De acordo com o comunicado oficial, o fraudador afirmou que documentos de identidade da vítima haviam sido encontrados no celular de um suspeito preso. Sob o pretexto de proteger seus ativos, induziu a vítima a digitar sua chave de recuperação em uma página falsa, o que permitiu que os fundos fossem transferidos em questão de minutos.
A frase-semente, geralmente composta por 12 a 24 palavras, funciona como a chave-mestra de uma carteira de criptomoedas autocustodiada. Com esse acesso, qualquer pessoa pode movimentar todos os ativos vinculados àquela carteira.
As autoridades reforçaram que policiais ou órgãos oficiais jamais solicitam frases-semente ou dados de carteiras de criptomoedas. No alerta público, destacaram ainda que “nenhuma empresa ou agência legítima jamais solicitará uma frase-semente”. A recomendação é que, diante de ligações suspeitas, as pessoas desliguem imediatamente e confirmem a informação por meio do número 101, canal oficial de contato não emergencial.

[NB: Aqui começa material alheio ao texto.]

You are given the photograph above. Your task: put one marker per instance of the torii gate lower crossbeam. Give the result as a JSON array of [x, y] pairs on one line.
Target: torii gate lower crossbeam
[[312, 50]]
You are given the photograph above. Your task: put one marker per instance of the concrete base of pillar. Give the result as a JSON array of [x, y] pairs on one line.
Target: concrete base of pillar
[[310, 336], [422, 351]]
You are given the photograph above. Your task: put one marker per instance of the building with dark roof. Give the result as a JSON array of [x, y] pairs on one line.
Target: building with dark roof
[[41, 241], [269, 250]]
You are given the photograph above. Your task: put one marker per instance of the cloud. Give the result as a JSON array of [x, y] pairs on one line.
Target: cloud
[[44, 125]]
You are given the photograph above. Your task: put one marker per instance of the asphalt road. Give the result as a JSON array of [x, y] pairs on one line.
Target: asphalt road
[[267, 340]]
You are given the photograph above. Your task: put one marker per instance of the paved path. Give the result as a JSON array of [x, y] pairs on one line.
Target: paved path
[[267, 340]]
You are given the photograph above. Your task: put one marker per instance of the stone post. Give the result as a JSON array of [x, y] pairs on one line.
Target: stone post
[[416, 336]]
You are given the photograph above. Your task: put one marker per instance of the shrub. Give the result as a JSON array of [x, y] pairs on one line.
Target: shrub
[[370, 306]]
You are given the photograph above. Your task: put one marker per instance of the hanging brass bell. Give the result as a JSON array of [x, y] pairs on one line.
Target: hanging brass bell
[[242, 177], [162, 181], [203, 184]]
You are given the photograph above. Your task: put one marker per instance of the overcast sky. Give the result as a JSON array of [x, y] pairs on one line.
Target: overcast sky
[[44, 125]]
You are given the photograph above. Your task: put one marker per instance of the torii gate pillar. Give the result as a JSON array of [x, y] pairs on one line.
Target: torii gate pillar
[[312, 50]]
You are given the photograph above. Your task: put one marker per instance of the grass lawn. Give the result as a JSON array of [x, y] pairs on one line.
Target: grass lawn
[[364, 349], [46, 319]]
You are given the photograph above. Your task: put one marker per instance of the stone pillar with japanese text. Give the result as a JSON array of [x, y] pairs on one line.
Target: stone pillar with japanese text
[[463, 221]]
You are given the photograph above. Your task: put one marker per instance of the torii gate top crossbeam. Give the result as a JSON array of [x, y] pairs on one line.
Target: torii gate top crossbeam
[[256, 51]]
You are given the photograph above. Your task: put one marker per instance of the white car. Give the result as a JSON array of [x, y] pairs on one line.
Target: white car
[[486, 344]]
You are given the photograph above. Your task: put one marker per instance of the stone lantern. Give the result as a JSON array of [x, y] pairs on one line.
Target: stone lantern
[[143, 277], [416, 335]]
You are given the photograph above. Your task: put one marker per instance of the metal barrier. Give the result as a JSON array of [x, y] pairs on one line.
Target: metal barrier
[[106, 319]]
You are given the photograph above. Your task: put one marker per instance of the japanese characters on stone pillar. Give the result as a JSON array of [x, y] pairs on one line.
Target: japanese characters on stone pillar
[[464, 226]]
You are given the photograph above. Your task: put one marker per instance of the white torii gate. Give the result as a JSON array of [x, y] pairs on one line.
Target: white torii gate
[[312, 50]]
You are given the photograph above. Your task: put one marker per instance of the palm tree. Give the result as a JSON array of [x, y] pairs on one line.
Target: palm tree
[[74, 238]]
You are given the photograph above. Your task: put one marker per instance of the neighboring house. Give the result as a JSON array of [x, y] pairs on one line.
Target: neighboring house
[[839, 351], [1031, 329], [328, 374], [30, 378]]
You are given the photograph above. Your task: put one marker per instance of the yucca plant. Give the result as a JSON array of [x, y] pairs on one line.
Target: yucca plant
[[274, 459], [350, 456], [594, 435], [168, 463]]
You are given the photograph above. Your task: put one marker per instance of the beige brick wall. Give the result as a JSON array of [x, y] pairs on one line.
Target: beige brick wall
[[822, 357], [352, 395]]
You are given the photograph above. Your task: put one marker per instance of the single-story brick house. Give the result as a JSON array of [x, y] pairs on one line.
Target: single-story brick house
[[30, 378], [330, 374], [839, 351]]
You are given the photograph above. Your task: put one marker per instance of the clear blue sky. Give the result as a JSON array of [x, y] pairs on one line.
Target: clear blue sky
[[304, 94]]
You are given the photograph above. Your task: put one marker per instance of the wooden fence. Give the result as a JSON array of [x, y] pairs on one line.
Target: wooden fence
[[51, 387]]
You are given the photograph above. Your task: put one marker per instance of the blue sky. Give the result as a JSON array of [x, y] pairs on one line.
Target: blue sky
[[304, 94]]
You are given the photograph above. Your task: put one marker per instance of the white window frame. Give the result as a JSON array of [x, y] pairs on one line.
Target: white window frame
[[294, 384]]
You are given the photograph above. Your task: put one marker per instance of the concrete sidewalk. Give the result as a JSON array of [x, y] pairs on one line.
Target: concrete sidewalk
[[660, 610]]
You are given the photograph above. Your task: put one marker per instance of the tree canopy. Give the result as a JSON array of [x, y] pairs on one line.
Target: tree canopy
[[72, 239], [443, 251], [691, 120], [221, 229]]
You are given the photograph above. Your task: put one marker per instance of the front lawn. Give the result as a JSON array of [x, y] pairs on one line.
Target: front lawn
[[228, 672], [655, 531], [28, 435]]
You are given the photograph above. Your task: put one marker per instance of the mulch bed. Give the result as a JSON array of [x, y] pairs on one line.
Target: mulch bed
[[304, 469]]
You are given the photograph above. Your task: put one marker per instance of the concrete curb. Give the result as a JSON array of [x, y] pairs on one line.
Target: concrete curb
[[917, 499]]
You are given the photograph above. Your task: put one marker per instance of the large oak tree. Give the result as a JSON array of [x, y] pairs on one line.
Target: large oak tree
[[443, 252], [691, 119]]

Segundo a empresa de segurança blockchain TRM Labs, ataques de engenharia social se tornaram um dos principais vetores de crimes digitais no setor. Apenas no primeiro semestre de 2025, mais de 80% dos fundos roubados estiveram ligados ao comprometimento de frases-semente e chaves privadas.
Além dos golpes digitais, países europeus enfrentam também um aumento de ataques físicos envolvendo criptomoedas. Somente na França, foram registrados pelo menos 10 casos de “ataques de chave inglesa”, em que criminosos tentaram extorquir vítimas por meio de violência ou sequestro para acessar carteiras digitais.
Esse novo caso reforça a necessidade de atenção redobrada de investidores em criptomoedas diante da sofisticação crescente das táticas usadas por criminosos.